Never teach him to respect other women.

And when they have the capacity, remain selfishly indifferent.

They fail the sisterhood too.

May be not.

A daughter will have to lead the same agonising life.

Enslaved, tortured, suppressed.

Let her go before she actually exists. Before she questions

The system and is raped for doing do.

I often ask God about gender equations, hoping He will answer.

He. God is a man.

But He did / does have a mother right?

It is the men who fail their mothers.

They make the rules, set the limitations.

Whose social function is what.

Who is to wear what, who is to say what.

According to the poll, figure hugging

Jeans are more provocative than sarees.

Must’ve been loads of men who logged on. Smirking.

Deciding the dress code for women.

All who have failed their mothers.

The other day a man teased me on the road.

Same as happens to so many women.

I was disgusted, then guilty.

May be it was the trousers and jacket?

Should I stop wearing long skirts with slits?

Sleeveless blouses?

Should I cover my arms and legs?

Hijaab. Barely enough to be able to see?

Oil my hair? No make-up, not even lip balm?

Look my little toe can be seen!

Eve tempted Adam!

Swathes won’t tempt him now, neither will a blunted mind.


I am asphyxiating, I am blinded, my feet swaddled.

For whom are you celebrating Women’s Day?

Who is celebrating Women’s Day?

A few shopping malls and dotcoms.

Buy gifts for the woman in your life …

As if they don’t matter the rest of the time.

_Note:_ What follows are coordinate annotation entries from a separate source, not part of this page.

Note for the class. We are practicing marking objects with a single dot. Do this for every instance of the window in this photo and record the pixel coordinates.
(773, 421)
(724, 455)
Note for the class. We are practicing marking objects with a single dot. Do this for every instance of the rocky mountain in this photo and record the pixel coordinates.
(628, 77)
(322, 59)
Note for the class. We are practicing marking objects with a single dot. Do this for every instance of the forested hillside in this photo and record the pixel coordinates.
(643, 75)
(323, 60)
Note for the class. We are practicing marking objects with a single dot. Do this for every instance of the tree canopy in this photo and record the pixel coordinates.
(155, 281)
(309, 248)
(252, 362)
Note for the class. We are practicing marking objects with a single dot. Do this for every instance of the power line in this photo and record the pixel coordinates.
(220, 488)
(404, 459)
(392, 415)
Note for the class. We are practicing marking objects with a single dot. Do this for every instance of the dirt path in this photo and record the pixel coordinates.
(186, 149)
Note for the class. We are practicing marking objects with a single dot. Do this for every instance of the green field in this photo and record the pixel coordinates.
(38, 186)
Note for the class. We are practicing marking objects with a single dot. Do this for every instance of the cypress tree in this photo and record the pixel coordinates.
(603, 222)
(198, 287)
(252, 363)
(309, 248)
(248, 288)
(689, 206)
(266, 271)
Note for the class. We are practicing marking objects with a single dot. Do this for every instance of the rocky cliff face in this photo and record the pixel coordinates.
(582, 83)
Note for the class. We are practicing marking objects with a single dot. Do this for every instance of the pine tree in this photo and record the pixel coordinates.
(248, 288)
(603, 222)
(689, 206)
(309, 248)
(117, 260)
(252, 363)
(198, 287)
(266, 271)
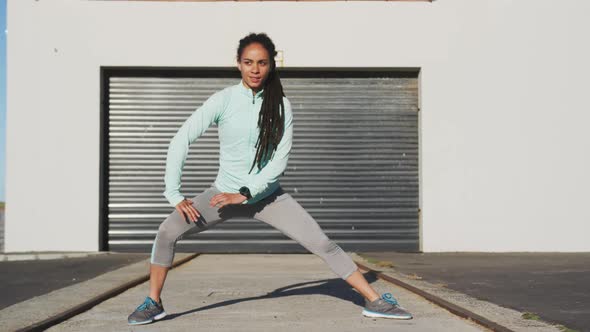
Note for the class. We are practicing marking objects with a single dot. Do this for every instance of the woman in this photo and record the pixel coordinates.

I may be breaking the glass ceiling but another of

My sisters is being denied existence. One is being

Teased and raped, one is being burnt.

One more sold in the market.


A lone day to be put on a pedestal and trampled on

On the others.

No. No tokens.

Give me the whole year. Give me my whole life.

Give me choice.

The right to education, to health,

Food, clothes, shelter, clean toilets.

Give me my right to decide.

Love, marriage, children, work.

To move freely-anytime, anywhere.

Breathe uncloistered air. Sweet, unsuppressed, uplifting air.

Let me have all that.

Let me live the way I want to-and I can give back more.

This world exists because of me.

Nature is me.

That koel on the mango tree is me.

The cool, white glow on starry nights is me.

I am warmth and compassion.

The musty fragrance of wet earth now captured and bonded

Give me back my freedom

Let me live the way I want. Let me show you how to live.